The three most affordable cities on the list were Wichita, Kan., at 14 percent, followed by Fresno, Calif., and Memphis, Tenn., at 15 percent.
Locally, the report found that first-year teachers in Charlotte make $3,354 per month and would have to spend 18 percent of their income to pay for half of a two-bedroom apartment. The percentage rises to 28 percent for 10th-year teachers, who would be more likely to have a family, to pay for the whole two-bedroom place.
Teacher pay in North Carolina, which is primarily funded by the state, has been rising in recent years.
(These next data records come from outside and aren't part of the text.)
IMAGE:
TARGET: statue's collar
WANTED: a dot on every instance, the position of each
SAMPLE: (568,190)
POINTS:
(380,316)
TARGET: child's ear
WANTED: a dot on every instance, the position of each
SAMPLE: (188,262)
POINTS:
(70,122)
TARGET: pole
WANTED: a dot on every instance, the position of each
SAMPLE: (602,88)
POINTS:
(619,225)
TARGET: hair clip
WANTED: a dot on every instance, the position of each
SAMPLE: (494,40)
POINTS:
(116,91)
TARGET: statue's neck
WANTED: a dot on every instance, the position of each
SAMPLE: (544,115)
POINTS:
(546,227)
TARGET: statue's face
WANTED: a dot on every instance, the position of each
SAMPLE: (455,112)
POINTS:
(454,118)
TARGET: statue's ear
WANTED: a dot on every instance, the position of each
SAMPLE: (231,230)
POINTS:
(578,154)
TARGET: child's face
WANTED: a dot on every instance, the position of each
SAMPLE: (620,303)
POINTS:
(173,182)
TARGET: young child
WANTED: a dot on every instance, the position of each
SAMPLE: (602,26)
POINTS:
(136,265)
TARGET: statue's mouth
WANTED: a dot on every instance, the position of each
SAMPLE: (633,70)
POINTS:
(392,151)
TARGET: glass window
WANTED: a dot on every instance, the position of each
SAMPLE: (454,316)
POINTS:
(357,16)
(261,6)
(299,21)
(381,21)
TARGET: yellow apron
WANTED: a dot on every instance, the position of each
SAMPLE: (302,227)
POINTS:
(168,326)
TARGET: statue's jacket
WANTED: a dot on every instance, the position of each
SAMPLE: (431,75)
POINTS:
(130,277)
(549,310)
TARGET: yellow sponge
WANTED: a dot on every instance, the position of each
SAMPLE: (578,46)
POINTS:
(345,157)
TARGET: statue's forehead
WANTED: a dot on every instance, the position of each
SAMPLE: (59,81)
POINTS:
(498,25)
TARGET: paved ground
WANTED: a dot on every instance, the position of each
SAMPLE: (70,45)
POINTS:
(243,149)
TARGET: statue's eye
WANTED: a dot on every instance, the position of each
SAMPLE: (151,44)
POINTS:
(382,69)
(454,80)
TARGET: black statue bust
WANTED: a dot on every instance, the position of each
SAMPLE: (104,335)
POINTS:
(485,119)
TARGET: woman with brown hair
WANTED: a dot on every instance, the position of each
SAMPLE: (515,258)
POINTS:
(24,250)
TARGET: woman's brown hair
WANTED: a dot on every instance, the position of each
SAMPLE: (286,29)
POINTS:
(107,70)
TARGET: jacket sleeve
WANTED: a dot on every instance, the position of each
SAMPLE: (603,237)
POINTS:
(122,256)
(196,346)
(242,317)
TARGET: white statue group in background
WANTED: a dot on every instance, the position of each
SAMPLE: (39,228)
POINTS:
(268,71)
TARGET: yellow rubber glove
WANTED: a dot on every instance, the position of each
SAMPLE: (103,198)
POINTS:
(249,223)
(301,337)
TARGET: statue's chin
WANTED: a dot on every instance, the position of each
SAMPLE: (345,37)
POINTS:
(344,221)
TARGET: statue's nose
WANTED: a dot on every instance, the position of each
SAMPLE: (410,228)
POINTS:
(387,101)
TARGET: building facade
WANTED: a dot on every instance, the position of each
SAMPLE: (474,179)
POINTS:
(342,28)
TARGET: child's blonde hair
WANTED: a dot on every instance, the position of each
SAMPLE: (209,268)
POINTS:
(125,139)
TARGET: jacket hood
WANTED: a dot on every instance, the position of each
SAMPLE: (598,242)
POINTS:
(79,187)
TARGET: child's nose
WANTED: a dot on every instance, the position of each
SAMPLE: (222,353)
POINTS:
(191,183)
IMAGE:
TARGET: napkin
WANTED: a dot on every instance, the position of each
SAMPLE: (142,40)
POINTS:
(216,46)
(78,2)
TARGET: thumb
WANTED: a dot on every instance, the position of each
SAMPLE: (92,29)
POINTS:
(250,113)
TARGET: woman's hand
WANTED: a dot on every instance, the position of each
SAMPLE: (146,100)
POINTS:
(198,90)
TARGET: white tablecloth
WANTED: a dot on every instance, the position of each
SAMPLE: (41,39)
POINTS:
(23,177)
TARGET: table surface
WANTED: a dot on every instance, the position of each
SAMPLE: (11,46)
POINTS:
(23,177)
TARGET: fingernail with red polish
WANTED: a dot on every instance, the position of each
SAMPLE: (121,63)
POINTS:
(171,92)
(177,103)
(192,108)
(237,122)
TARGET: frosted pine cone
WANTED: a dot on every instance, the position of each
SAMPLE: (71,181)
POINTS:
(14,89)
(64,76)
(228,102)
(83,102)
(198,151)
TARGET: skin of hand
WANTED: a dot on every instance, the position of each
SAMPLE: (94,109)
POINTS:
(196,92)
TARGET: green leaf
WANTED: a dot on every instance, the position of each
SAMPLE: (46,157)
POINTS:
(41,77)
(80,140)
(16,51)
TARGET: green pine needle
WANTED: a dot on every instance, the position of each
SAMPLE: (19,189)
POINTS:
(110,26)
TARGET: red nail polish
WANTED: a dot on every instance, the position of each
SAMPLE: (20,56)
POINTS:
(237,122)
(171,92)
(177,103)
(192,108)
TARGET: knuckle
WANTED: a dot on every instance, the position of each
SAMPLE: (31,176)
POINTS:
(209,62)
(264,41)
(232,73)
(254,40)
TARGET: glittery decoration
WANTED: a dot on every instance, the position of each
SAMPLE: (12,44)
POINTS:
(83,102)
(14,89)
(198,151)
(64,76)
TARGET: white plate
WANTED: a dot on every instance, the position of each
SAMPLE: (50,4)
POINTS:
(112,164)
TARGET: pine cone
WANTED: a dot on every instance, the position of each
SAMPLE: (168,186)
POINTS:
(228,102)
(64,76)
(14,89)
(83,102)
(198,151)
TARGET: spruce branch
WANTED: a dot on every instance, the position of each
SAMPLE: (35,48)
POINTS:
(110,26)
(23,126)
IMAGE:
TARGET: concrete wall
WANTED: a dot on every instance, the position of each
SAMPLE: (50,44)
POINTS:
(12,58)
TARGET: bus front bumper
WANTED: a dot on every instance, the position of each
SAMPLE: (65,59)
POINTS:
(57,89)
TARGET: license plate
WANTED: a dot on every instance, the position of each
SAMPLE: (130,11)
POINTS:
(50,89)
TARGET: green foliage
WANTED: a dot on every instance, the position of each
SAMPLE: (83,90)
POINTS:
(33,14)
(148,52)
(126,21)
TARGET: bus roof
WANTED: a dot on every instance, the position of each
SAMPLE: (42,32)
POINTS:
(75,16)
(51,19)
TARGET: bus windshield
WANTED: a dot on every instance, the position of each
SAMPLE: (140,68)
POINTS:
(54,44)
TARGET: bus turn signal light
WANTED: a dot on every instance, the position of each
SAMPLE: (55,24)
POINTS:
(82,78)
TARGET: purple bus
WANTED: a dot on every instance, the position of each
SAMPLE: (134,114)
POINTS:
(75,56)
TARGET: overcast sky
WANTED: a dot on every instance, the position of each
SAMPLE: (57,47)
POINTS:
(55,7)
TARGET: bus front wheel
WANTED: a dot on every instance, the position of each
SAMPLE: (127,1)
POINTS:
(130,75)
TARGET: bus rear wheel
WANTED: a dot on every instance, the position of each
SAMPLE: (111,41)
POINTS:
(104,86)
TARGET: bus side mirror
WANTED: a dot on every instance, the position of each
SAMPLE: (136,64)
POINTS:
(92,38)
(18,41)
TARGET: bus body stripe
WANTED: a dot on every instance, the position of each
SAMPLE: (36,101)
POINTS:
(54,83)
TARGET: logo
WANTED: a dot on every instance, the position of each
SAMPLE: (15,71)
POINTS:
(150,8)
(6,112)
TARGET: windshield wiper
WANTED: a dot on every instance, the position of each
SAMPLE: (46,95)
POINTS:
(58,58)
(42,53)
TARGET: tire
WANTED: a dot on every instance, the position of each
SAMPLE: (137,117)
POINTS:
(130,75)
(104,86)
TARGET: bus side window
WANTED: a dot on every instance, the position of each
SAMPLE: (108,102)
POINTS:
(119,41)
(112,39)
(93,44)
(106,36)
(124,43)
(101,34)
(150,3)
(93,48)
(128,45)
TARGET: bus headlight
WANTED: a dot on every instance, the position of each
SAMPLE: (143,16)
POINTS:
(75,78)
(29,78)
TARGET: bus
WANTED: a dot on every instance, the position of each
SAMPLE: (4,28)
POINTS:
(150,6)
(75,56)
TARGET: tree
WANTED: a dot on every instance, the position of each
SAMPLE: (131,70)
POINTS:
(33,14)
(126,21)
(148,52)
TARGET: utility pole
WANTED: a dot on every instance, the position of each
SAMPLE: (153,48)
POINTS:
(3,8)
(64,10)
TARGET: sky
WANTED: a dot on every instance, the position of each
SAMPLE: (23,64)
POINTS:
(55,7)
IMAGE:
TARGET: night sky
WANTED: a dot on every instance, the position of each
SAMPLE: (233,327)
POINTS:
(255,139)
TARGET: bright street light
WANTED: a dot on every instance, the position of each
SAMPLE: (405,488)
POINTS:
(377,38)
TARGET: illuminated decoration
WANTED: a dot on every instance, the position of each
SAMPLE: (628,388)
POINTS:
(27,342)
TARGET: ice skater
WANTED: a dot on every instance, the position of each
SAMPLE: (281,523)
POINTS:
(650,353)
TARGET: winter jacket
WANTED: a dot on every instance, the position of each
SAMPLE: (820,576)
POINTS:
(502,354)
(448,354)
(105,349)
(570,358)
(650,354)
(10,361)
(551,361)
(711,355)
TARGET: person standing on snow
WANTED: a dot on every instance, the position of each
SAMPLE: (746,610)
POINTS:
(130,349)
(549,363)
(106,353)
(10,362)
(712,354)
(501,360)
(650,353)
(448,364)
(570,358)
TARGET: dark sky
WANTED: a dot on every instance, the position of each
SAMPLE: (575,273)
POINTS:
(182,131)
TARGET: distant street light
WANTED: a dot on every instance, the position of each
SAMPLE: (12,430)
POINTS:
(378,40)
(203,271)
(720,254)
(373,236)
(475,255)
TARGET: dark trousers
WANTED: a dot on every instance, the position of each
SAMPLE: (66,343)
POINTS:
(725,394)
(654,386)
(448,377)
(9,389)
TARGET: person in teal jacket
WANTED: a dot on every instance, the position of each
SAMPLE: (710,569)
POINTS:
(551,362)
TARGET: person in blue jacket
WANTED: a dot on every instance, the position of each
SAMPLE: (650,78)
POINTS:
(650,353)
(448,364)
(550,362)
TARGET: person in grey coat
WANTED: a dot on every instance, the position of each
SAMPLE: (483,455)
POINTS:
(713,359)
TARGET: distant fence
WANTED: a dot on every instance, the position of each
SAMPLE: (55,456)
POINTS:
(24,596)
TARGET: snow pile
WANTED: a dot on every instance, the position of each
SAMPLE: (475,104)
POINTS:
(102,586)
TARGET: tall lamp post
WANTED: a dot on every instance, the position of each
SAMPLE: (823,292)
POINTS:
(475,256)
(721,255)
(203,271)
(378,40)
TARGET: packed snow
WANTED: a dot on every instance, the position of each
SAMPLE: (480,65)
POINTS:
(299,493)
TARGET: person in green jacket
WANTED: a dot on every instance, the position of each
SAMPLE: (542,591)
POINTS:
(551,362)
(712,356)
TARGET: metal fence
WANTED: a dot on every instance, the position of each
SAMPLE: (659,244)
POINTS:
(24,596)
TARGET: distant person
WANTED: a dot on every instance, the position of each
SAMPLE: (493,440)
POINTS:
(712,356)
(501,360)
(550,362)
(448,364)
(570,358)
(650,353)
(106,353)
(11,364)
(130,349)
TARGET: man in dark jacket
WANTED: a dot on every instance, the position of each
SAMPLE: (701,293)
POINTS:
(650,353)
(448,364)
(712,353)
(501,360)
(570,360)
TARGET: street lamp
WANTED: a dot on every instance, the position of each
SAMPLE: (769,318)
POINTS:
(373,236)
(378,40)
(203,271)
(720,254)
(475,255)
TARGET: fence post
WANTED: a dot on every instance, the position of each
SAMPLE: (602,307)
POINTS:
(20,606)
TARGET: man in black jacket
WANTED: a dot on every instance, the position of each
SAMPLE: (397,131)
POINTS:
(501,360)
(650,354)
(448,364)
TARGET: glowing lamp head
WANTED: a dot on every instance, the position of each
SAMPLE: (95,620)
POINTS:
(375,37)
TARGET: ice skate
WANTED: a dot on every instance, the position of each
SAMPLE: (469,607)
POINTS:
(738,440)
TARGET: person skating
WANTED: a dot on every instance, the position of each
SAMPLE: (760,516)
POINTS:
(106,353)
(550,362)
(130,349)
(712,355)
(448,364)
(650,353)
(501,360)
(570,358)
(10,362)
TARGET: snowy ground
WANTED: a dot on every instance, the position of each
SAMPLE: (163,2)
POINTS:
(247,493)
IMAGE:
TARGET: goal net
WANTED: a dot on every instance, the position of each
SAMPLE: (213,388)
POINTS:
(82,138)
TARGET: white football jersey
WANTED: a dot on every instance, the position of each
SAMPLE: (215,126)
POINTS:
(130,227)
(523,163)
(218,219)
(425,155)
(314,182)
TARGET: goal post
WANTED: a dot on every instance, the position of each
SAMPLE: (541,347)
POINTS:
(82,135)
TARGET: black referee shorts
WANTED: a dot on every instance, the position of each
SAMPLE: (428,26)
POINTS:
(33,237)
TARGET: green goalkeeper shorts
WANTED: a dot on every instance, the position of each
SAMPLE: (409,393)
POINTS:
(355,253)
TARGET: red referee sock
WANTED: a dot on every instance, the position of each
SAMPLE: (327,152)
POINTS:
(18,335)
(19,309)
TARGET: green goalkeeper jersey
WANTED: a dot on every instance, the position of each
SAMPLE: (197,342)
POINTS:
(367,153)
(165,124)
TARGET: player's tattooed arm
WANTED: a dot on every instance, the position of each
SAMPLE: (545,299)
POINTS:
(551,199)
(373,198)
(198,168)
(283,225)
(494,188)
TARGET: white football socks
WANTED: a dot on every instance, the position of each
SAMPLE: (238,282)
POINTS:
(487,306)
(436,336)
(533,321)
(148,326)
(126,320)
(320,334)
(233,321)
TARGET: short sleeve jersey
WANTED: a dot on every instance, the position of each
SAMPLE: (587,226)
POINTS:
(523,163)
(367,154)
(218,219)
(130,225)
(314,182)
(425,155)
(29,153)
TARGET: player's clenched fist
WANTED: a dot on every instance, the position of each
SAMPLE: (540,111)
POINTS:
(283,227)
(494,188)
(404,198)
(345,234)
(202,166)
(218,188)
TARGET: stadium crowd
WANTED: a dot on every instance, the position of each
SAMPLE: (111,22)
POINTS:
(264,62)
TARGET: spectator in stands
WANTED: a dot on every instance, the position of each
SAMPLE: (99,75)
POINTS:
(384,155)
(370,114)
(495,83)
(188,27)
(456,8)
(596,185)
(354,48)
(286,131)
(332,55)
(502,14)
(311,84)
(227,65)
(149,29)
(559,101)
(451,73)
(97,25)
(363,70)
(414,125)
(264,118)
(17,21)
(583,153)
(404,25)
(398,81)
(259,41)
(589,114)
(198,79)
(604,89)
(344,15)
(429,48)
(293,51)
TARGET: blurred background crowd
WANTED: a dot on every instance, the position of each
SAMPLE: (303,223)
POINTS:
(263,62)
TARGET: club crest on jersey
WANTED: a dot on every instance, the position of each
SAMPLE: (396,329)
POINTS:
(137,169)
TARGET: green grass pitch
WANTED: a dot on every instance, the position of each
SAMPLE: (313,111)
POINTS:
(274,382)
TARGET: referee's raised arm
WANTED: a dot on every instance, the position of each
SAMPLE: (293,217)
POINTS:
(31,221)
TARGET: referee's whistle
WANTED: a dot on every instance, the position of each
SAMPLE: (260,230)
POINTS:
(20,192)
In December, the average teacher was on track to make $49,837 this school year, up from $47,941 the previous year.
In the 2015-16 school year, North Carolina ranked 41st in the country for teacher pay, according to the National Education Association, which used a slightly different figure ($47,985) from the one the state Department of Public Instruction provided for the same year.
The NEA hasn’t released its data for 2016-17 yet, so it’s unclear where North Carolina will rank after this nearly $2,000 average raise.
It’s also unclear what the state’s average teacher pay might be at the end of the school year, since the December numbers only reflected the first semester.
Even with the pay raises, finding affordable housing isn’t easy for teachers.
The Durham school board recently gave thumbs up to a State Employees’ Credit Union proposal to build housing for teachers on the former Lowe’s Grove Elementary School site in southern Durham near Research Triangle Park.
In Charlotte, city leaders have long identified affordable housing for people on modest incomes as a major challenge. Few developers are willing to sacrifice the higher rents and home prices the market will bear.